Règles de production
- Toujours utiliser RAII — Ne jamais appeler
forget()sur un permit sauf si vous savez exactement ce que vous faites - Toujours mettre un timeout —
acquire()sans timeout peut bloquer indéfiniment - Monitorer les permits disponibles — Exposez
available_permits()comme métrique Prometheus - Dimensionner le sémaphore — Basez-le sur la capacité réelle de la ressource (taille du pool de connexions, limites du fournisseur RPC)

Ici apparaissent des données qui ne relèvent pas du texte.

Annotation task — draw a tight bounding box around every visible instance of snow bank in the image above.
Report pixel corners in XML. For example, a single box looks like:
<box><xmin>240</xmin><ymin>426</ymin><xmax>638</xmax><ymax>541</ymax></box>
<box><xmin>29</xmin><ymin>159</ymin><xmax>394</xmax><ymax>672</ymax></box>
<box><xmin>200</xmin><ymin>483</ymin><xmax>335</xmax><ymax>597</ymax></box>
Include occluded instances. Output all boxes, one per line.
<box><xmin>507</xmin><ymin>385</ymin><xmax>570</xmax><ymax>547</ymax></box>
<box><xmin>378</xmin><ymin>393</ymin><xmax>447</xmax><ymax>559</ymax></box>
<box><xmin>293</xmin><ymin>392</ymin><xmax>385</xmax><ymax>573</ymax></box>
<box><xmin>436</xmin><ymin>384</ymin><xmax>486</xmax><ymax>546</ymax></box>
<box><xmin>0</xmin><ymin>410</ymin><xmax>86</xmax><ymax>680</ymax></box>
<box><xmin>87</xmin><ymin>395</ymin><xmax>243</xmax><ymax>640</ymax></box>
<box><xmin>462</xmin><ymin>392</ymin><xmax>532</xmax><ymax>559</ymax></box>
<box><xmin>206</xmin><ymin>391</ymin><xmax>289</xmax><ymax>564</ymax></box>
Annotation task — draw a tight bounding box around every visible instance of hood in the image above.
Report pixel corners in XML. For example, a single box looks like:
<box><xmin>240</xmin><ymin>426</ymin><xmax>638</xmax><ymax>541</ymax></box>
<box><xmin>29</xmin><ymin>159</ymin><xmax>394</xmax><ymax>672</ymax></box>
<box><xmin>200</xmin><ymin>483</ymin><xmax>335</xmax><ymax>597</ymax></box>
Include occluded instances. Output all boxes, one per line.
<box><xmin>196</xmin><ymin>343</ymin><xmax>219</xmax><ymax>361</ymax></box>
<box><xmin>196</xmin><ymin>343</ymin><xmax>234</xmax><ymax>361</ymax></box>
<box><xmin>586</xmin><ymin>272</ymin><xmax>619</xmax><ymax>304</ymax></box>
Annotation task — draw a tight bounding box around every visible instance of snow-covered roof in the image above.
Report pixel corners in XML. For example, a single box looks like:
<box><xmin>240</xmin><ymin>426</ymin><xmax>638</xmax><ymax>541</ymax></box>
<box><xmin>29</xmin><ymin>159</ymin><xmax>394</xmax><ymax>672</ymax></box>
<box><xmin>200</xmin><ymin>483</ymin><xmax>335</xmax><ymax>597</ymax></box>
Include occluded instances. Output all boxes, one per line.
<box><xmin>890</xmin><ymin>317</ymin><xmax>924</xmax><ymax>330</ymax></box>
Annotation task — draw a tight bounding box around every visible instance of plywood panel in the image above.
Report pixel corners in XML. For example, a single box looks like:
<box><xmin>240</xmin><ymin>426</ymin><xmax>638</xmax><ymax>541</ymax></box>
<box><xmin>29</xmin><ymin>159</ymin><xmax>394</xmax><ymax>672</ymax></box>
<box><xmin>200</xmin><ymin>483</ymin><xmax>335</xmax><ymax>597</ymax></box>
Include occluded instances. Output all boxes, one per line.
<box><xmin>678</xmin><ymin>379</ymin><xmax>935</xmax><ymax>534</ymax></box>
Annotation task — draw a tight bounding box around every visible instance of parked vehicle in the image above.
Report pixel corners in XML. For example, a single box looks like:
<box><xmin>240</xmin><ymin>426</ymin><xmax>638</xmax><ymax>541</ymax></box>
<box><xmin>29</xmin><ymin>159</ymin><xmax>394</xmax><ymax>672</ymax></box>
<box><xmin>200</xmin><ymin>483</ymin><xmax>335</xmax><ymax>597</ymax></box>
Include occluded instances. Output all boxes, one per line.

- Tester sous charge — Les deadlocks ne se manifestent souvent que sous forte concurrence
Quand utiliser un sémaphore vs d’autres primitives
| Primitive | Cas d’usage |
|---|---|
| Semaphore | Limiter N opérations concurrentes |
| Mutex | Accès exclusif à une ressource partagée |
| RwLock | Lecture concurrente, écriture exclusive |
| Channel (bounded) | File d’attente producteur-consommateur |
| Barrier | Synchronisation de N tâches à un point |
Conclusion
Le sémaphore tokio est la primitive fondamentale pour le contrôle de contrepression en Rust async. Les permits RAII garantissent l’absence de fuite, les timeouts préviennent les deadlocks, et la concurrence structurée avec JoinSet assure que toutes les tâches sont correctement gérées. Pour les systèmes de production à haut débit, le pattern fire-and-forget avec sémaphore est l’équilibre idéal entre performance et fiabilité.